WALES has dominated a poor health league, new Census results have shown.
Eight of the top 10 local authority areas in the whole of England and Wales in which residents reported suffering very bad health are this side of the border.
Wales also saw the biggest decline in people giving their religion as Christian, compared to English regions. Thirty two per cent of Welsh residents said they had no religion.
Some 66 per cent of residents in Wales gave their national identity as Welsh, while Merthyr Tydfil had the smallest proportion of English residents (4 per cent).
Cardiff had the lowest proportion of white ethnic group (80 per cent), while Blaenau Gwent and Caerphilly had the highest.
The Census was taken in March 2011. It found that Wales’ population had increased by five per cent to 3.1 million compared to 2001, as reported previously in the Post.
Around 90 per cent of this growth was due to migration, including people moving to Wales from elsewhere in the UK, as well as international migration.

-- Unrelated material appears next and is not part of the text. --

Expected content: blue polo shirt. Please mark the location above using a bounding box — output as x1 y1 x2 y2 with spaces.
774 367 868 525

A total of 93,600 non UK-born residents migrated to Wales between 2001 and 2011.
Other Census stats published today include:
- The number of married couple households decreased more in Wales than England.
- The number of cars and vans in Welsh households increased 20 per cent between 2001 and 2011, from 1.3 to 1.6 million.

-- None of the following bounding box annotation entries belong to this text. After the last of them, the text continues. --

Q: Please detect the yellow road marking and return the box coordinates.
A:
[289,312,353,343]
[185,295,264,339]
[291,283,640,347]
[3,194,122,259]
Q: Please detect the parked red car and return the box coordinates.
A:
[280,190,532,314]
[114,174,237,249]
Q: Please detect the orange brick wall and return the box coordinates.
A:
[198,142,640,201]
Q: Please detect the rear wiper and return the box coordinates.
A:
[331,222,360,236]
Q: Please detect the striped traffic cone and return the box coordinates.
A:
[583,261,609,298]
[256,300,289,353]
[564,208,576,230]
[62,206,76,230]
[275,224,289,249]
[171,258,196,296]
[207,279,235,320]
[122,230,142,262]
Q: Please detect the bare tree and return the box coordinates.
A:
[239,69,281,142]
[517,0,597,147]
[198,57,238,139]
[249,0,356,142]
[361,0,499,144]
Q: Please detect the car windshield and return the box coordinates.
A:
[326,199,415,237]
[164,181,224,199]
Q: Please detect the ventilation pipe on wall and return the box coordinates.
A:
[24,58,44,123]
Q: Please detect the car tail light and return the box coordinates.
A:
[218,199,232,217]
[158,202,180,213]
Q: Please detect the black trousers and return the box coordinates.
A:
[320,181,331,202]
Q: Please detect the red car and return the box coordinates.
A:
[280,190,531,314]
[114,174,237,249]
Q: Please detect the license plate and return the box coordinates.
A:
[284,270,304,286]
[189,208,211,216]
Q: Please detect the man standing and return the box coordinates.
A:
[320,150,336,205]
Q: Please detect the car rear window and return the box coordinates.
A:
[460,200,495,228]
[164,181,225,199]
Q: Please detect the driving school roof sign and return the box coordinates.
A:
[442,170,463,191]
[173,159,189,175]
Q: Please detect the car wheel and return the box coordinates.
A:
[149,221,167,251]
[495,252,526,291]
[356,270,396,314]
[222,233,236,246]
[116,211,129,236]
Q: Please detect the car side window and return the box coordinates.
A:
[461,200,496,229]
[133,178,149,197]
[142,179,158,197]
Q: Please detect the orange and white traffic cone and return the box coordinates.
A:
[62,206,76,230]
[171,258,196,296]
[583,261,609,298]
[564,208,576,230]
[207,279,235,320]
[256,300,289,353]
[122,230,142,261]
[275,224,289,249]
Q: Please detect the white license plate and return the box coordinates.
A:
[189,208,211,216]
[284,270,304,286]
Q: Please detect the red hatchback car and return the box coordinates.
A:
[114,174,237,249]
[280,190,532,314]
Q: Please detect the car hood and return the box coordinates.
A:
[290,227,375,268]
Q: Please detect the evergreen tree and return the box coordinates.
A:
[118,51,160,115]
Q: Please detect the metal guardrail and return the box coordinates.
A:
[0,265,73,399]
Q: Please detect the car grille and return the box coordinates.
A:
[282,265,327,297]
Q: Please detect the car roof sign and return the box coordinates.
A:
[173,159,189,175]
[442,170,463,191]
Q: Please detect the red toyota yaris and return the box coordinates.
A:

- Wales had the highest number of properties owned outright (35 per cent) compared to the regions in England.
- Wales continued to have a higher percentage of people (23 per cent) than England with a long-term illness.

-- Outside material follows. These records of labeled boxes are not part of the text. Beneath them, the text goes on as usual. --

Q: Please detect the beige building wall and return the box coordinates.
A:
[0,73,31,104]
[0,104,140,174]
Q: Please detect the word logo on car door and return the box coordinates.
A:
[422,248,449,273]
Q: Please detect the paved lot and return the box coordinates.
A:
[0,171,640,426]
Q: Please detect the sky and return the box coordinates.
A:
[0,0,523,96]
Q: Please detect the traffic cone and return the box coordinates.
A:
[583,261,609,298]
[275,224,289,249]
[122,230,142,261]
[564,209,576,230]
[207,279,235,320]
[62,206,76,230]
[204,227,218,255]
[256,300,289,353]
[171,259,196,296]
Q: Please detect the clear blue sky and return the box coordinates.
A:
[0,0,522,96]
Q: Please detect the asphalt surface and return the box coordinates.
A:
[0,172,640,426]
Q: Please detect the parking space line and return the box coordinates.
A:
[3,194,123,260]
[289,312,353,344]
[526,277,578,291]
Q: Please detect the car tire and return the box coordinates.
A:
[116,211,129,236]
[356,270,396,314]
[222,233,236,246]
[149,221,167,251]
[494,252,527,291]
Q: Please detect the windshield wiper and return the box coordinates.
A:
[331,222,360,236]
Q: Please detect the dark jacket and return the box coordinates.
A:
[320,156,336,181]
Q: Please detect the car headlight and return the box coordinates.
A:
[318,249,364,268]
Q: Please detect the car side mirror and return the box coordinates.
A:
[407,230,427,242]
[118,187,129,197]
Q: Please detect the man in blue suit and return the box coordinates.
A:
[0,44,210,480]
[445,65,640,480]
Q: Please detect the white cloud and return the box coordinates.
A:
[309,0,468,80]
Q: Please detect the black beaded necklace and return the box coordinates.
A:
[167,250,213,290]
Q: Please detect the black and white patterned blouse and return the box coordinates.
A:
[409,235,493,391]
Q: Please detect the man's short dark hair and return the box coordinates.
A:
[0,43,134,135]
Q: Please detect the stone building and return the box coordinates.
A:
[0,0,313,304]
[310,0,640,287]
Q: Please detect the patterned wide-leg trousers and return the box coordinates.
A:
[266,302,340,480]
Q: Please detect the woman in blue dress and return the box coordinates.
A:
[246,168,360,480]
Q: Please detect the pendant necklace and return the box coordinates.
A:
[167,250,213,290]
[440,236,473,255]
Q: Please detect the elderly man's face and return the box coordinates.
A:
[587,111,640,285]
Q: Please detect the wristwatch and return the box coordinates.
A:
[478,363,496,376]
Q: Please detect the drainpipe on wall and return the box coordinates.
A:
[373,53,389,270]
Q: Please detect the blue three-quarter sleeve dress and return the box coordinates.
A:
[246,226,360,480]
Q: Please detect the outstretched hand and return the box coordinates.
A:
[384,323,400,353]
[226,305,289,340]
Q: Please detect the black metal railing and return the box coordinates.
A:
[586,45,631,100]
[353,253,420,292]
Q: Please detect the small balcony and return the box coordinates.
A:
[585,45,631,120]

- Wales had a higher proportion of unpaid carers than England.
Guy Goodwin, Office for National Statistics’ director of Census, said: “These statistics paint a picture of society and help us all plan for the future using accurate information at a local level.
“This is just the tip of the iceberg of census statistics. Further rich layers of vital information will be revealed as we publish more detailed data for very local levels over the coming months.”